Protective Effect of Resveratrol on Cytotoxicity, Genotoxicity, and Oxidative Stress Caused by Cyclophosphamide and Methotrexate in Bone Marrow Stem Cell Line and Blood Lymphocytes of the Rat

Abstract

Background and Purpose: Cyclophosphamide (CP) causes damage to cancer cell DNA and oxidative stress, which occurs with decreased glutathione (GSH) and catalase and increased lipid peroxidation. However, methotrexate (MTX) may cause severe damage to the bone marrow and also cause chromosomal abnormalities in rat bone marrow after several treatments. This study aimed to investigate the protective effect of resveratrol (RES) on cytotoxicity and oxidative stress caused by CP and MTX in the stem cell (SC) line of the rat and evaluate genetic toxicity in rat blood lymphocytes.

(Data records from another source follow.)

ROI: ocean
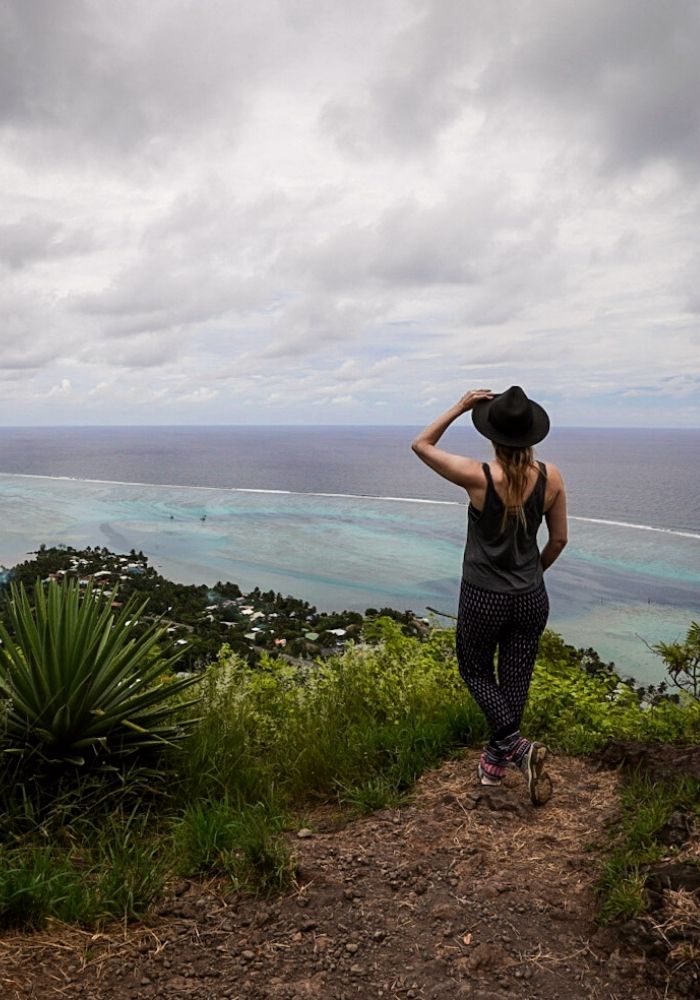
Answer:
[0,425,700,682]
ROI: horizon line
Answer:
[0,421,700,432]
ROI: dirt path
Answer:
[0,753,684,1000]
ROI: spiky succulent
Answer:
[0,580,199,765]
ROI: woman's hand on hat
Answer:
[457,389,493,413]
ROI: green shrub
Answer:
[598,774,700,923]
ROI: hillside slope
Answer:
[0,752,694,1000]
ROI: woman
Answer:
[411,386,567,805]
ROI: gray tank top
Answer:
[462,462,547,593]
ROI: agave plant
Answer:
[0,580,199,765]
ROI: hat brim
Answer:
[472,392,549,448]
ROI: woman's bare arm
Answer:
[411,389,493,489]
[540,464,569,570]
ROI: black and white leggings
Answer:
[457,580,549,733]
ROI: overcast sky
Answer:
[0,0,700,427]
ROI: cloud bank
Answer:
[0,0,700,427]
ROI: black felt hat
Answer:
[472,385,549,448]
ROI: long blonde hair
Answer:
[493,441,535,530]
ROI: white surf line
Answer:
[0,472,700,541]
[0,472,465,507]
[569,514,700,541]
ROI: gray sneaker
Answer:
[516,743,552,806]
[476,761,503,787]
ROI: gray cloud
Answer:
[0,0,700,422]
[480,0,700,173]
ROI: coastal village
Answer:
[2,545,428,670]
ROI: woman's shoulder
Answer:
[539,461,564,486]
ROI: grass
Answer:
[0,620,700,927]
[598,774,700,923]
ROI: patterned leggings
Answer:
[457,580,549,733]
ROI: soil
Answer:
[0,752,700,1000]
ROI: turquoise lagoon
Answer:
[0,475,700,682]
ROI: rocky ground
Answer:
[0,752,700,1000]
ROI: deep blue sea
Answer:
[0,426,700,680]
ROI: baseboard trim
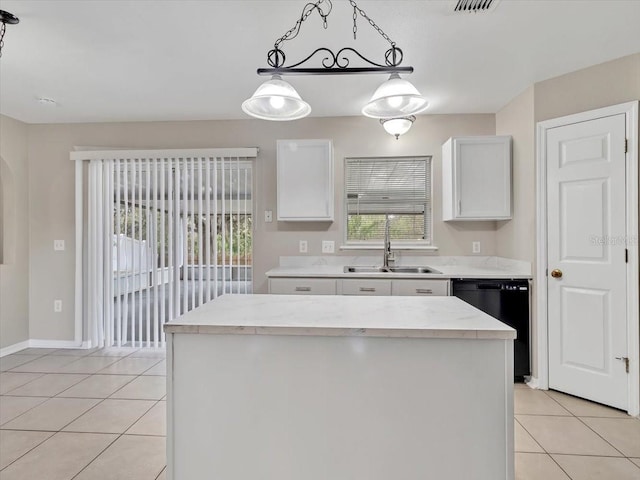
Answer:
[29,338,91,349]
[0,340,29,358]
[525,376,546,390]
[0,338,92,358]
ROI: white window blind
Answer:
[345,157,431,244]
[84,149,255,347]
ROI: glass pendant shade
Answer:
[242,75,311,121]
[380,115,416,140]
[362,73,429,119]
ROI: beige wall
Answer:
[496,54,640,375]
[534,53,640,122]
[29,114,497,340]
[496,87,536,262]
[0,115,29,348]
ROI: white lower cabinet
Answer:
[269,278,450,296]
[391,280,449,297]
[342,278,391,296]
[269,278,337,295]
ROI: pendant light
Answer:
[242,74,311,121]
[0,10,20,57]
[362,73,429,119]
[242,0,428,129]
[380,115,416,140]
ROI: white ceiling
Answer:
[0,0,640,123]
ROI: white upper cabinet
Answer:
[277,140,334,222]
[442,135,511,221]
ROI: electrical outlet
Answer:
[322,240,336,253]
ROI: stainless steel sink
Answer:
[389,267,442,273]
[344,266,442,273]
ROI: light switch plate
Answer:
[322,240,336,253]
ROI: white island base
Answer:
[165,295,515,480]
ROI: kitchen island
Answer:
[165,295,515,480]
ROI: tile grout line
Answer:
[516,390,633,480]
[543,382,633,463]
[0,429,58,472]
[516,390,575,480]
[0,371,46,396]
[576,416,633,463]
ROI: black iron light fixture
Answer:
[0,10,20,57]
[242,0,428,138]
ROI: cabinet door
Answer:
[277,140,334,222]
[269,278,336,295]
[391,280,449,297]
[342,278,391,296]
[453,136,511,220]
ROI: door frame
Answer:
[529,101,640,417]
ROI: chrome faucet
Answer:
[382,213,395,270]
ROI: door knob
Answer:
[551,268,562,278]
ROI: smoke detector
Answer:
[453,0,500,13]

Methods: The rate of cell growth, production of reactive oxygen radicals, malondialdehyde, and GSH stores, mitochondria membrane potential in SCs, and rate of micronucleus in rat blood lymphocytes were investigated. SCs were exposed to a single dose of CP and MTX and different concentrations of RES for 48 hours. Results: CP and MTX have caused a disruption in mitochondrial function, which leads to the release of reactive oxygen radicals and increased mitochondrial membrane potential. Consequently, releasing reactive oxygen radicals caused damage to the lipid membrane and DNA while also depleting GSH reserves. However, a significant improvement was observed when SCs were exposed to RES. RES effectively scavenged reactive oxygen species and enhanced GSH reserves, improving mitochondrial function and reducing negative potential within mitochondria. Conclusions: RES showed protective effects against CP and MTX-induced cytotoxicity and genotoxicity, which may be attributed to its antioxidant activity. So, it can be considered effective against cytotoxicity and genotoxicity induced by CP and MTX in SCs and rat blood lymphocytes. © Mary Ann Liebert, Inc.